We emphasize that, despite our results on the effect of the serial correlation on power, whether, given a particular dug effect or measurement device, more frequent alternations from one intervention to another is practical, unlikely to be influenced by carryover effects, or consistent with the time it takes for an intervention to induce an effect, is an open question. It is also noteworthy that the use of washout periods—when no carryover effects are present—reduces power slightly. This is likely the case because although positive correlations between measures taken during the same intervention period reduce the effective number of observations taken during that period, the positive correlation between observations taken while the patient is on different interventions increases the power to detect a difference. Essentially, the variance of the difference in two variables (e.g., responses to two different interventions) is a function of the sum of the variances associated with each variable (i.e., variance of the response while on a specific intervention) minus the covariance between the two variables. Thus, the stronger the positive covariance (correlation) between the two factors, the smaller the variance of their difference, leading to power increases (see, e.g., the work by Schork and colleagues [11,12].
Figure 1 depicts the differences in average estimated serial correlations based on simulation studies assuming an actual serial correlation of 0.5 between the observations, 3 different designs (1p × 2i = 2 total periods; 4p × 2i = 8 total periods; and 10p × 2i = 20 total periods) assuming the use of no washouts as well as the use of washouts. It is clear from Figure 1 that the serial correlation across the observations used in the analysis (i.e., those made during the administration of either of the 2 interventions) is reduced as more periods are used since there is then a greater number of washout periods. Thus, in the absence of carryover effects, there is an interesting balance between increasing power to detect a difference between two interventions by increasing the effective number of response observations taken while a patient is on a specific intervention (via breaking up the times the patient is on and off that intervention), and decreasing the power to detect a difference by reducing the positive correlation between response observations taken while the patient is on different interventions through the use of washout periods. Additional simulation studies that we pursued were also consistent with this phenomenon (data not shown).
Figure 2 depicts the influence of the effect size on power for different serial correlation strengths. A 4p × 2i design with T = 400 was assumed with no washout periods. Figure 2 clearly shows that effect size has a dramatic influence on power even in the presence of strong serial correlation among the response observations. This suggests for measurements that are collected frequently (e.g., every minute), such that there is likely to be strong serial correlation between them, can be used to detect pronounced effects of an intervention. Table 3 provides the results of simulation studies examining the relationship between effect sizes (again measured as the number of standard deviation units between the means of the measurements associated with each intervention) and the serial correlation between measurements as a function of different period stacking settings and confirms the negative effect on power that strong serial correlation between the observations has.

7.2. The Influence of Heteroskedasticity (i.e., Unequal Response Variances)

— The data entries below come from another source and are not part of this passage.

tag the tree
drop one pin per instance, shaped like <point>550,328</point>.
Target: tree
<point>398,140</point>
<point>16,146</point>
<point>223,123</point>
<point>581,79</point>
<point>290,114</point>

To model the influence of unequal variances associated with response observations made during the administration of the different interventions, we considered two variances, σ A 2 , and σ P 2 , for the observations collected under the administration of, e.g., an active (A) and placebo (P) intervention. We incorporated these variances into the calculation of the covariance matrix in Equation (3) using the blocking strategy discussed by Rochon [16] and discussed in the ‘An Analytical Model For N-of-1 Design’ section. Although many different scenarios were evaluated, Figure 3 depicts some basic results assuming a 4p × 2i design with T = 400 (i.e., 50 observations per intervention) with no washout periods. A variance twice as big for one intervention relative to the other was assumed for these calculations. Power is depicted as a function of effect size calculated as the absolute difference in means divided by the pooled standard deviation of the response observations obtained for the two different intervention periods. It can be seen from Figure 3 that the power to detect an effect is influenced not just by the serial correlation strength and effect size, but also by unequal variances. Thus, for small effect sizes, unequal variances for the two treatments, which could affect the serial correlation between observations in pronounced ways, increases power in the presence of a weak overall serial correlation, but this effect is opposite for large effect sizes and not as pronounced in the presence of a strong serial correlation between the observations.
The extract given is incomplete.